La Palma is a Norwegian disaster drama miniseries inspired by the Cumbre Vieja tsunami hazard hypothesis and partially based on the 2021 Cumbre Vieja volcanic eruption. The series, primarily filmed on the island of La Palma in the Canary Islands, also includes scenes shot in Tenerife. The plot follows a Norwegian family on holidays in La Palma as they confront chaos when researchers uncover signs of an imminent volcanic eruption that could trigger a catastrophic tsunami.

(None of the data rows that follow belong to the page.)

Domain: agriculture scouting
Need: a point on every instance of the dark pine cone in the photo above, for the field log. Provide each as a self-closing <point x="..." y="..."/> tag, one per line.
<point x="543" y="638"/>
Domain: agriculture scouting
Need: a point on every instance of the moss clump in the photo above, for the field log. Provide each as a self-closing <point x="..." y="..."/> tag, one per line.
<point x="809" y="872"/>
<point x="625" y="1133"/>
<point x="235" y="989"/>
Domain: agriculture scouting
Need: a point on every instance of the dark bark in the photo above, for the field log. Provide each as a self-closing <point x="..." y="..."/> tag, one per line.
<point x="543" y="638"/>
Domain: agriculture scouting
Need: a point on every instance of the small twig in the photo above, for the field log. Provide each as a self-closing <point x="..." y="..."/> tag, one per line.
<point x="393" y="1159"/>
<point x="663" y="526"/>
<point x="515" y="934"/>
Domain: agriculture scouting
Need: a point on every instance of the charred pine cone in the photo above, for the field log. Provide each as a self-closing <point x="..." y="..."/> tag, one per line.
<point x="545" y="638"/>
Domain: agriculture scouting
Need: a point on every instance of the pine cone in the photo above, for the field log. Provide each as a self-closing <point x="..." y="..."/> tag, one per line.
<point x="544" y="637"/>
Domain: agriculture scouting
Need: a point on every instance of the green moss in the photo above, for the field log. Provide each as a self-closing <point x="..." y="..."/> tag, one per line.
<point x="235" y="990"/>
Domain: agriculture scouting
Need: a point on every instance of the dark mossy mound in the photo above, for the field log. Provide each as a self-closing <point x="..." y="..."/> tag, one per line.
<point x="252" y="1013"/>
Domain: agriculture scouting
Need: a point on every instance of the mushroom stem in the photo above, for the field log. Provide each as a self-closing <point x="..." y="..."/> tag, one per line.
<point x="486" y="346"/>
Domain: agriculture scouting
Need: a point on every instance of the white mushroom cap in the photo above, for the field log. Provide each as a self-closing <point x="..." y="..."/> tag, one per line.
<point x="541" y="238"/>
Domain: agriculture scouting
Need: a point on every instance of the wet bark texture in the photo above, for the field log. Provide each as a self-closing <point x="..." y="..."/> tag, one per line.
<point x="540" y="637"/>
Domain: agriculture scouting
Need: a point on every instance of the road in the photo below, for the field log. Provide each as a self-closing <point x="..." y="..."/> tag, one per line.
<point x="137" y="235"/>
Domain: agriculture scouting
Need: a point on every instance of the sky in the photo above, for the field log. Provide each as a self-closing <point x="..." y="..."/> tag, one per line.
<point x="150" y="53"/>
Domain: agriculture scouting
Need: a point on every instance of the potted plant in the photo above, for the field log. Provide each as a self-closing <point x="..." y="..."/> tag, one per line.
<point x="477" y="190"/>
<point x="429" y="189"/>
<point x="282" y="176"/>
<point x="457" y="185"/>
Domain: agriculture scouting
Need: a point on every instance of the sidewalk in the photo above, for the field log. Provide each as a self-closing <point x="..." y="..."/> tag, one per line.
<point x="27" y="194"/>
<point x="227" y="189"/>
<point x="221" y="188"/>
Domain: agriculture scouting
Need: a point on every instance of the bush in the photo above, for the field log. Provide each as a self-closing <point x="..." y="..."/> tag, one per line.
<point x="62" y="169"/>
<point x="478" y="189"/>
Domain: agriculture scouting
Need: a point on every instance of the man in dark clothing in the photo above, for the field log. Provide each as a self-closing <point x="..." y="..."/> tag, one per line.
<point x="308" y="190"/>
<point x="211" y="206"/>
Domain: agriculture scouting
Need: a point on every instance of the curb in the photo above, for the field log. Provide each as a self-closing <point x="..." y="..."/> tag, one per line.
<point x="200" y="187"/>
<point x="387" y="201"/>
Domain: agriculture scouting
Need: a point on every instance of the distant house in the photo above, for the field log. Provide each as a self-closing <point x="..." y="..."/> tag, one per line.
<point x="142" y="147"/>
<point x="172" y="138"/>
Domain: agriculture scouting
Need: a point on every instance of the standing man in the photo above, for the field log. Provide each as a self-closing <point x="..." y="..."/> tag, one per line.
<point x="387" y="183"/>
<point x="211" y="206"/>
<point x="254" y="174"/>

Though the series' portrayals are fictional, Cumbre Vieja is real, being the most active volcano on the island of La Palma, with eruptions recorded as far back as 125,000 years ago. It erupted in 2021, following previous blowups in 1971 and 1949.

==Cast and characters==

| Actor | Character |
|---|---|
| Anders Baasmo Christiansen | Fredrik |
| Ingrid Bolsø Berdal | Jennifer |
| Alma Günther | Sara |
| Thea Sofie Loch Næss | Marie |
| Bernard Storm Lager | Tobias |
| Ólafur Darri Ólafsson | Haukur |
| Jorge de Juan | Álvaro |
| Ruth Lecuona | Anna |
| Armund Harboe | Erik |
| Jenny Evensen [no] | Charlie |
| Iselin Shumba Skjæveslandn | Karin |
| Thorbjørn Harr | Jens |

Source: Screen Rant

==Episodes==
1. "Cry Wolf"
2. "Take-off"
3. "Exit Tenerife"
4. "Safe Spot"

==Reception==
The series has garnered mixed reviews. It has generated criticism, especially in Spain, and more specifically in the Canary Islands. A lack of accuracy in the representation of facts has been pointed out, especially with regard to the scientific argumentation, the eruption, and the megatsunami, which have been the subject of debate.

Viewers criticised the perspective of the story, which narrated the events from the point of view of Norwegian tourists, relegating the local perspective to secondary or supporting roles.

The story of the family's teenage daughter, whose plot twists have been described by some as absurd, has also been criticised.